Wednesday, December 08, 2004

Weather

He got on the elevator wearing Oregon business casual, which is not the chinos and polo shirts of other places' business casual, but blue jeans, nice shirt, denim jacket. He had the tan face and wide jaw and high cheekbones of someone who might be an Indian, and his wavy hair, pure white, had been pulled back into a pony tail.

"How do you like this weather?" he asked.

Now most people consider that an easy question. It was a December evening, pitch black at 6 p.m., temperature in the mid-40s, and raining. Most people have an opinion about weather like that, and it's not positive.

But the question stumped me. I have trouble having opinions about weather. It's like having an opinion about gravity. It shapes me more than I can shape it, and whether it's at any given moment convenient or inconvenient for me is of no consequence in the grand scheme of things.

The other thing, and this is perhaps a dirty little secret, is that I like rain. Western Oregon is a green place, and the rains are the life-giving nurturers of our evergreens and spring flowers, the moss that grows on the trunks of trees and the roofs of houses, the ferns and lichens and ivy, the fruits and vegetables that we'll enjoy next summer. Against a gray sky, the greens are brilliant and many-hued.

I also don't mind being in rain. I don't like water splashing my face, but when my glasses are protected from the raindrops making little plock! sounds as they hit the brim of my rain hat, I notice how remarkable it is that water falls from the sky.

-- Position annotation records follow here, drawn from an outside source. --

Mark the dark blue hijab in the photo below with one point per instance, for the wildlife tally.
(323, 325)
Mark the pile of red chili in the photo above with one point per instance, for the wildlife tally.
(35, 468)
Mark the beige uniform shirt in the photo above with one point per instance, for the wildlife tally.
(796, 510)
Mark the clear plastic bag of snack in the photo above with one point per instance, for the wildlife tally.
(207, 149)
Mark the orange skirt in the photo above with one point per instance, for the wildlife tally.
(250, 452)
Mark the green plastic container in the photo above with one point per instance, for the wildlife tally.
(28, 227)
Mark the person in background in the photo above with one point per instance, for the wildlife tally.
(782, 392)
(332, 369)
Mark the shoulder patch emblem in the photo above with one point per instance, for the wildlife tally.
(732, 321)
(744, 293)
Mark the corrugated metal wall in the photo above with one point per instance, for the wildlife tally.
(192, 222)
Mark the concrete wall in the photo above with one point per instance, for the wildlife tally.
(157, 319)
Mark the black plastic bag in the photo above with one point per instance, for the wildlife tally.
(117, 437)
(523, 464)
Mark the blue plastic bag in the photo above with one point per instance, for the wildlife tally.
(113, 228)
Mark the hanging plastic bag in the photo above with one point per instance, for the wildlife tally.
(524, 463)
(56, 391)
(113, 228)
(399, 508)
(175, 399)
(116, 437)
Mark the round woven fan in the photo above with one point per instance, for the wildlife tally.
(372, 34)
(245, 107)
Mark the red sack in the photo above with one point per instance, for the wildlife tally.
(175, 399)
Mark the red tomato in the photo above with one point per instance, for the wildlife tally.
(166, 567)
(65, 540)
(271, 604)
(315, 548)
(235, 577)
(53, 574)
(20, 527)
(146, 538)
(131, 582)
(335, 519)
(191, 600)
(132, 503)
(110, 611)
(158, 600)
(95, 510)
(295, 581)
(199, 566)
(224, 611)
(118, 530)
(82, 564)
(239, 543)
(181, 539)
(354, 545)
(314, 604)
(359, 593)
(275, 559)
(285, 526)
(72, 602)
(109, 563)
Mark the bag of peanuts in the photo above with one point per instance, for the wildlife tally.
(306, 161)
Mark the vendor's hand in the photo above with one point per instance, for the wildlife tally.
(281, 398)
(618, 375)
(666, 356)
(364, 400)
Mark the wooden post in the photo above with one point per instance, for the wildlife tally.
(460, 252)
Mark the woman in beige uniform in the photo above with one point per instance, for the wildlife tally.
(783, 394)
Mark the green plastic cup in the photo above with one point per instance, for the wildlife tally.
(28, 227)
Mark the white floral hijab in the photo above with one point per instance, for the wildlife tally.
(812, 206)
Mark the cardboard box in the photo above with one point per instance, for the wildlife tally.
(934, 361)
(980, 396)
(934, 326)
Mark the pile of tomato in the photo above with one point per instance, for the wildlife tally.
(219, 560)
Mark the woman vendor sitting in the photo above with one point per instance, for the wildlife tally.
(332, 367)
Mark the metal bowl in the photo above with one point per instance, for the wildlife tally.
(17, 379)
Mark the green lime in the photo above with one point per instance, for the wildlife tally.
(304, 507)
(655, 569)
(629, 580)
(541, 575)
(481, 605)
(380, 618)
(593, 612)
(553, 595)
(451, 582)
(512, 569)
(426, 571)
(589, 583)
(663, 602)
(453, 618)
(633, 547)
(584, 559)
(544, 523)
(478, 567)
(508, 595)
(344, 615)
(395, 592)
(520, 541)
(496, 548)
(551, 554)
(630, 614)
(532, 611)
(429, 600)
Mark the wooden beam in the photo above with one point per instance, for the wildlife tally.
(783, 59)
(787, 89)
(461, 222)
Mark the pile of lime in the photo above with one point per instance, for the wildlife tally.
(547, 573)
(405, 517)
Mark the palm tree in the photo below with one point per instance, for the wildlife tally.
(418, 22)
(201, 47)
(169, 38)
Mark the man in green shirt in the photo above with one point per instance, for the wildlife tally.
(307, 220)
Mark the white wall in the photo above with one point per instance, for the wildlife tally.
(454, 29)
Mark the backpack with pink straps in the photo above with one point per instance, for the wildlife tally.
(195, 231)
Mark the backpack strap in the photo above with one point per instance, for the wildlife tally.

When my Southern California nephews (now adults) were small boys, they came to visit, and on a rainy day, they ran to a puddle and shouted, "Circles!" Those young men may have forgotten circles (I haven't asked them recently), but I still see the circle, because children pointed them out.

So the man got on the elevator and asked me my opinion of the weather, and I couldn't think of anything to say. He looked at me as if I'd driven an SUV into the building and said he'd been out in it all day. The door opened, and he got off.

I left class at 10 p.m. and drove through the rain-washed streets of downtown Portland, which reflected the Christmas lights as bright as day, ablaze with the promise of the Incarnation.